Mayble I'll work up the nerve to check back in for The Closer's 2008 premiere.
Heartland
Monday, 9 pm (TNT)
This new series is a soap opera with red goo. Treat Williams plays a brilliant heart-transplant surgeon who takes unconventional risks in the operating room. We watch him manhandle glistening organs, ripping them out of one body and jamming them into another. And we can't help but wonder: Shouldn't transplants be a bit more...delicate?
Swirling around our hero are a conflicted ex-wife, a troubled daughter and many distressed patients. The filmmakers clearly want these characters to touch your heart. But if I were you, I wouldn't let them get anywhere near it.
Top Chef
Wednesday, 9 pm (Bravo)
Top Chef is one of TV's best reality series. It's fun to watch the talented chefs at work, especially in a high-pressure competition that throws all manner of weird challenges at them. Add to that the clash of personalities and you've got an irresistible spectacle.
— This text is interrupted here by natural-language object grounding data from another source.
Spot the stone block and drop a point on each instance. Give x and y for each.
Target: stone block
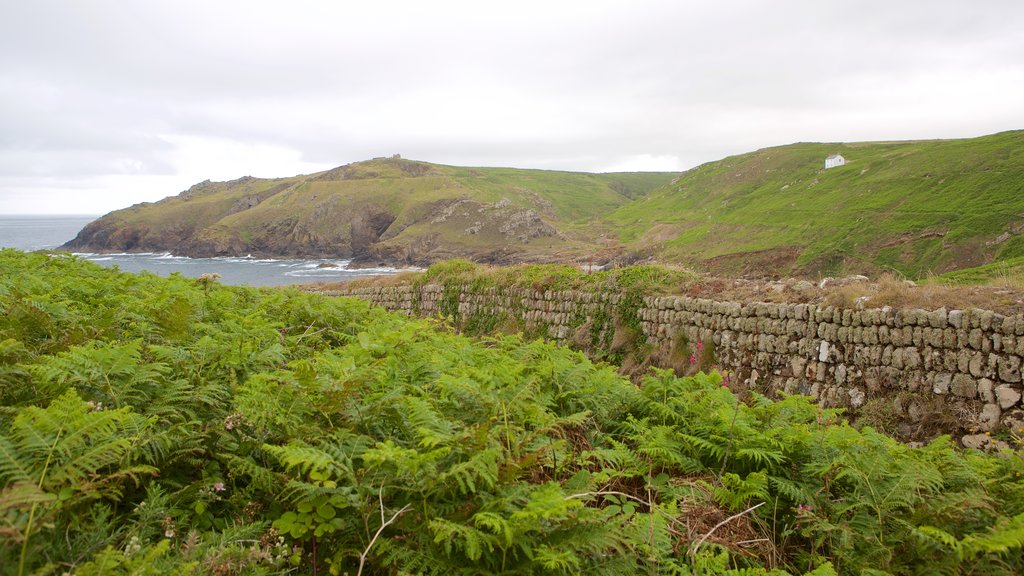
(1007, 397)
(964, 386)
(1009, 368)
(986, 391)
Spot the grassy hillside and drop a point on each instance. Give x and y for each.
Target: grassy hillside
(152, 425)
(914, 207)
(390, 209)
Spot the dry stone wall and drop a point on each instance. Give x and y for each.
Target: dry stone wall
(922, 366)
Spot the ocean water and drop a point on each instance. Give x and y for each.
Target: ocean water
(43, 233)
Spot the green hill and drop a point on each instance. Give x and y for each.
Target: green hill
(915, 207)
(393, 210)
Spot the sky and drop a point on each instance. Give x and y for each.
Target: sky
(104, 104)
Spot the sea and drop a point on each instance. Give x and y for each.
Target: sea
(31, 233)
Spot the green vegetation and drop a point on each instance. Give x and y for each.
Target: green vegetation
(915, 208)
(392, 209)
(157, 425)
(649, 280)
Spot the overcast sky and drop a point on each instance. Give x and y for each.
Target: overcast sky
(105, 104)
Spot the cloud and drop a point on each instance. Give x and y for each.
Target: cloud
(101, 93)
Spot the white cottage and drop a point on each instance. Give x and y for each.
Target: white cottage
(835, 160)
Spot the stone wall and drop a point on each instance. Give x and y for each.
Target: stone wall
(921, 366)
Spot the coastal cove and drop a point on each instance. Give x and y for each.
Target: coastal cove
(45, 233)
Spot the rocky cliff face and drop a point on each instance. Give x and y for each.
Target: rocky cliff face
(384, 211)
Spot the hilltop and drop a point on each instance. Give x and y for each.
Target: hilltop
(390, 209)
(912, 207)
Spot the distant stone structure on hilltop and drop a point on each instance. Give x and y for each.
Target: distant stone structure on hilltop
(835, 160)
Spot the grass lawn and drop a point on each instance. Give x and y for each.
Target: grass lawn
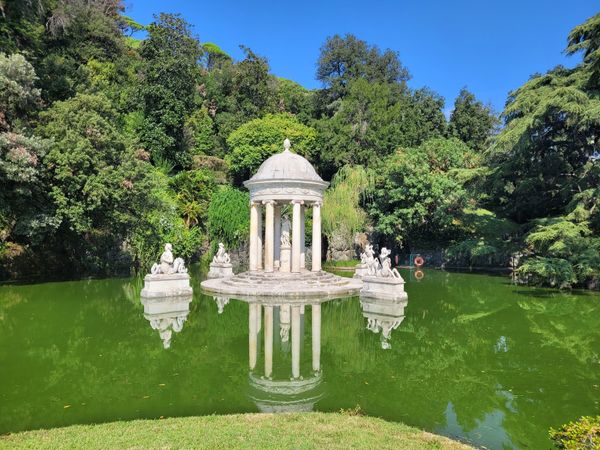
(293, 431)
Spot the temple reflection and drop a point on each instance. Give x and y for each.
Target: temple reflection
(383, 316)
(295, 386)
(166, 315)
(280, 379)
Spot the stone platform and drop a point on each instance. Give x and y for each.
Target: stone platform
(305, 284)
(384, 288)
(162, 285)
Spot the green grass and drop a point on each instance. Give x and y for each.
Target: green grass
(297, 431)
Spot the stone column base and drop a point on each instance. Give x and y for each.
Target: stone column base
(285, 263)
(220, 270)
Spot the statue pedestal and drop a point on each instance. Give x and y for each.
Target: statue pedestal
(220, 270)
(361, 270)
(388, 288)
(171, 285)
(285, 263)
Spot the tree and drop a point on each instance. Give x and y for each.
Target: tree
(18, 94)
(545, 146)
(193, 190)
(258, 139)
(168, 87)
(471, 121)
(25, 213)
(374, 119)
(417, 197)
(228, 218)
(347, 58)
(214, 56)
(99, 188)
(586, 38)
(76, 33)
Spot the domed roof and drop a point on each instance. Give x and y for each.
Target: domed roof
(286, 166)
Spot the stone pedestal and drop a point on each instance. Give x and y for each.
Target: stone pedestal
(361, 270)
(285, 259)
(161, 285)
(389, 288)
(220, 270)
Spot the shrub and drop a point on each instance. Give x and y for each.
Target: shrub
(228, 216)
(581, 434)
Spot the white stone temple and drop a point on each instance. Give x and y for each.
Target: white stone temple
(284, 178)
(277, 260)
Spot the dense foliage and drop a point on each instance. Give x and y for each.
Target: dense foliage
(580, 434)
(111, 145)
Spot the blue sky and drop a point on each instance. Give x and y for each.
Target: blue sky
(491, 47)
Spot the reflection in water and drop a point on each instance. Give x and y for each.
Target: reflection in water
(167, 315)
(221, 303)
(292, 389)
(281, 384)
(383, 316)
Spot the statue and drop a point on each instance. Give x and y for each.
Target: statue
(221, 257)
(167, 264)
(221, 303)
(158, 285)
(381, 280)
(386, 269)
(166, 326)
(373, 266)
(285, 232)
(221, 266)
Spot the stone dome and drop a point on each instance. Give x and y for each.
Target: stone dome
(286, 166)
(286, 175)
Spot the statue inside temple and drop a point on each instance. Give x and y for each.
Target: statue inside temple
(222, 257)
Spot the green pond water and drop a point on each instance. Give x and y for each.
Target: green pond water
(474, 358)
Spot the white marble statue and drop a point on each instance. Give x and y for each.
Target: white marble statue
(371, 261)
(167, 264)
(285, 232)
(386, 269)
(221, 303)
(221, 266)
(222, 257)
(166, 326)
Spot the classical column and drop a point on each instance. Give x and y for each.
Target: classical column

The third season features the usual mix of buffoons, jerks and prima donnas. My favorite so far is Joey, whose New Yawk tough-guy pose is hilariously inappropriate in the context of haute cuisine.
"I'm the biggest, baddest motherfucker here," he says threateningly. "I came to kick ass."
So he thinks. But I'd like to see him remain a "big, bad motherfucker" when preparing a delicate amuse-bouche with poached shrimp and champagne basil vinaigrette.